So Google made a lot of news recently with their announcement of the OpenSocial API. The goal is to create a single set of APIs for application developers allowing them to build applications across multiple social networks such as Ning, LinkedIn, MySpace, Plaxo, etc. Tapping into the huge user base of these social networks with a single API should bring the time between application launch and having a significant user base down dramatically.
Since launching the API just a few days ago, there have already been 2 very public hacks of applications using it. The first hack was an application that launched on the Plaxo network and was hacked within 45 minutes. The hack was by no means malicious and committed by a self proclaimed amateur, TheHarmonyGuy.
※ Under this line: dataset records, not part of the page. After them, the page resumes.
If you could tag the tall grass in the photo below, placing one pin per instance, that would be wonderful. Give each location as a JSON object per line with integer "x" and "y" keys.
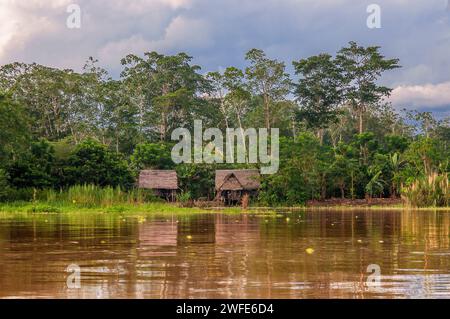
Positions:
{"x": 95, "y": 196}
{"x": 432, "y": 190}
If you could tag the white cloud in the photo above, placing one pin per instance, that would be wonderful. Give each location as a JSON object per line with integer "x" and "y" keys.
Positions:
{"x": 422, "y": 96}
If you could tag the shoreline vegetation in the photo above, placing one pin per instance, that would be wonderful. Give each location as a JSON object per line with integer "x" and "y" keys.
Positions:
{"x": 339, "y": 136}
{"x": 170, "y": 208}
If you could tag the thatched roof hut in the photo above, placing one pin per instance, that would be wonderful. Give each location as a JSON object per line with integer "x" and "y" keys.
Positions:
{"x": 158, "y": 179}
{"x": 237, "y": 180}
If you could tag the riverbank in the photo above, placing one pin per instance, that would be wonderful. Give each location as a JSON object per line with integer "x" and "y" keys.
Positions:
{"x": 162, "y": 208}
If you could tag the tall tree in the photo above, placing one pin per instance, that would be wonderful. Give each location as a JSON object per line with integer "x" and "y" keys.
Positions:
{"x": 362, "y": 67}
{"x": 319, "y": 91}
{"x": 268, "y": 79}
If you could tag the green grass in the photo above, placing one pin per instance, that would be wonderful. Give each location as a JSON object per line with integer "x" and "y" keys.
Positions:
{"x": 89, "y": 198}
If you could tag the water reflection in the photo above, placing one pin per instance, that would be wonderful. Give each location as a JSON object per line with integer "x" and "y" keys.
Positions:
{"x": 227, "y": 256}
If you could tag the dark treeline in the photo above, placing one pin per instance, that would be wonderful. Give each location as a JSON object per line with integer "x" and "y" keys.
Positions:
{"x": 339, "y": 135}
Here are the relevant stats from his blog:
Date: Friday, November 2, 2007
Initial hack: 45 minutes
- Able to change current Emote status for any user
- Able to access Emote history and current status for any user
Progress: Plaxo has removed Emote from their whitelist. As of Nov. 6, Emote remains unpatched.
He has just followed this up with another innocuous hack of a new application using the API on the Ning platform. TheHarmonyGuy was able to access the friends of Ning founder Marc Andreessen through the iLike application. And of course, the posted stats of the hack:
Date: November 5, 2007
Initial hack: 20 minutes
- Able to access listing of friends for any user and limited personal information about these friends
- Able to add and remove playlist tracks for any user
Progress: Ning and iLike have both been notified. Ning has replied and stated they are working to fix the issues ASAP.
Update: Confirmed that the first vulnerability is a Ning issue, not an iLike issue. More details here.
It’s great to see the coverage and attention these hacks are getting from the non-security crowd. As you can see from the stats TechCrunch has been giving TheHarmonyGuy a lot of attention. It reminds me a bit of the Adrian Lamo hacking events (here and here) of a few years ago. I am hoping the lessons learned from these public displays have a longer lasting affect than Adrian Lamo had. It seems clear there was a big rush to get some of this code out (although, it turns out, the second hack is more of an issue with Ning than OpenSocial) and some basic application security steps may have been skipped. Obviously this is not the first or last time for this.